Compute/DataLocality
This page covers some best practices related to data processing on UMIACS Compute resources.
Introduction
It is recommended to store data that is actively being worked on as close to the processing source as possible. In the context of a cluster job the data being processed, as well as any generated results, should be stored on a disk physically installed in the compute node itself. We'll cover how to identify local disk space later on this page.
General Workflow
The following is a suggested workflow for a computational job:
- Copy the data to be processed to the local compute node.
- Process the data, storing results on local disk space.
- Once processing is finished, transfer results to permanent storage location. (i.e. a network file share)
- Clean up data and results from compute node local disk space.
Why this matters
Similar to how too many users on a single machine can slow it down, too many users accessing a network file server can impact performance. This issue is further compounded in the context of cluster jobs, as a single user can generate hundreds if not thousands of jobs all trying to access the same network fileserver. By utilizing the local disks on the compute nodes, you effectively distribute the data access load and reduce the load on the central fileserver.
Following these best practices isn't just about being a good neighbor however, they will also improve the performance of your jobs.
Warehouse Analogy
Analogy 1 :: Remote Warehouse
In the first analogy a business ships packages out of it's Main Office, and keeps it's inventory of items in a remote warehouse.
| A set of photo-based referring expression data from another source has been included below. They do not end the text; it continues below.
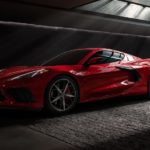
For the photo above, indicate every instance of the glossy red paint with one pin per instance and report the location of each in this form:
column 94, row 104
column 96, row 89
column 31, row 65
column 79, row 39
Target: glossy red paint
column 96, row 82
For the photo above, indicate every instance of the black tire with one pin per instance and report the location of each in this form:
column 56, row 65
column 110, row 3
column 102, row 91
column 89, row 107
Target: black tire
column 58, row 100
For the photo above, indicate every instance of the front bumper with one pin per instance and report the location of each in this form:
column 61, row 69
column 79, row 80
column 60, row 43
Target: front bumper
column 22, row 93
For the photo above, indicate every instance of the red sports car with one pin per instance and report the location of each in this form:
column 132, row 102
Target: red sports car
column 75, row 76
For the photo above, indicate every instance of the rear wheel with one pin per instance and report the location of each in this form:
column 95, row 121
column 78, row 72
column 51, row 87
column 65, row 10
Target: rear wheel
column 62, row 95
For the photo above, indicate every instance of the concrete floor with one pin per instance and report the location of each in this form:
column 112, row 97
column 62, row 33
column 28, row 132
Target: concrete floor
column 116, row 124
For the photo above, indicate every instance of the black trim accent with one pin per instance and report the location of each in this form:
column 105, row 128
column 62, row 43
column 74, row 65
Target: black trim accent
column 2, row 97
column 134, row 72
column 21, row 94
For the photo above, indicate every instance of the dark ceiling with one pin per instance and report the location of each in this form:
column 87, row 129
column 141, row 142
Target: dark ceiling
column 58, row 3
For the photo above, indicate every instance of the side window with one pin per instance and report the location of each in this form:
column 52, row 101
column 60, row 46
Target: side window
column 130, row 58
column 106, row 56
Each time the company receives in order, it must go through the following process
- Request item from warehouse.
- Warehouse locates item in warehouse
- Warehouse retrieves the item
- Ware house delivers the item to the Main Office
- Main Office packages and delivers the item to the customer.
As shown above, storing the item in a remote warehouse results in a significant amount of overhead for each customer request. While the warehouse may be able to keep up when only the Main office is making requests, it may quickly become oversubscribed should a satellite office be opened and start placing orders.
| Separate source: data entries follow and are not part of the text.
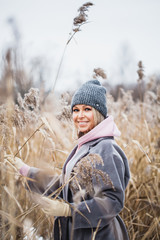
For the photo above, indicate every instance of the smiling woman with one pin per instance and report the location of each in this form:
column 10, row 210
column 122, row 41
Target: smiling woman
column 83, row 118
column 96, row 172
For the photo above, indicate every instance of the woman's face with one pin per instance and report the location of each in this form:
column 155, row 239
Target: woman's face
column 83, row 118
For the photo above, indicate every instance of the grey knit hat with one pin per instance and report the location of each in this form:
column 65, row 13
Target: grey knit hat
column 91, row 93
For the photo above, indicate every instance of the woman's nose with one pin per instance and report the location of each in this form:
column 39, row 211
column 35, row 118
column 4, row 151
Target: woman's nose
column 81, row 114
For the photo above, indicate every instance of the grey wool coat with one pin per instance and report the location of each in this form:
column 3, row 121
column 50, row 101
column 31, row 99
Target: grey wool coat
column 102, row 220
Analogy 2 :: Local inventory Stock
In the second analogy, the same business starts keeping a local stock of the inventory it will need for the day. Now their workflow is divided up into two different types of operations:
- Daily Tasks
- Request items needed for local inventory from warehouse
- Warehouse locates item in warehouse
- Warehouse retrieves the item
- Ware house delivers the item to the Main Office
- Per Customer Order Tasks:
- Find item in local stock
- Package and deliver item to customer.
While the warehouse is still delivering the same amount of packages it can condense the number of tasks required, reducing it's load. In the event that a satellite office also start making requests, the main office will not be impacted as it already as all the packages it needs.
Explanation
Relating the above examples to UMIACS Compute resources, the warehouse would be the network file server, and the main office + satellite offices would be a job running on the cluster.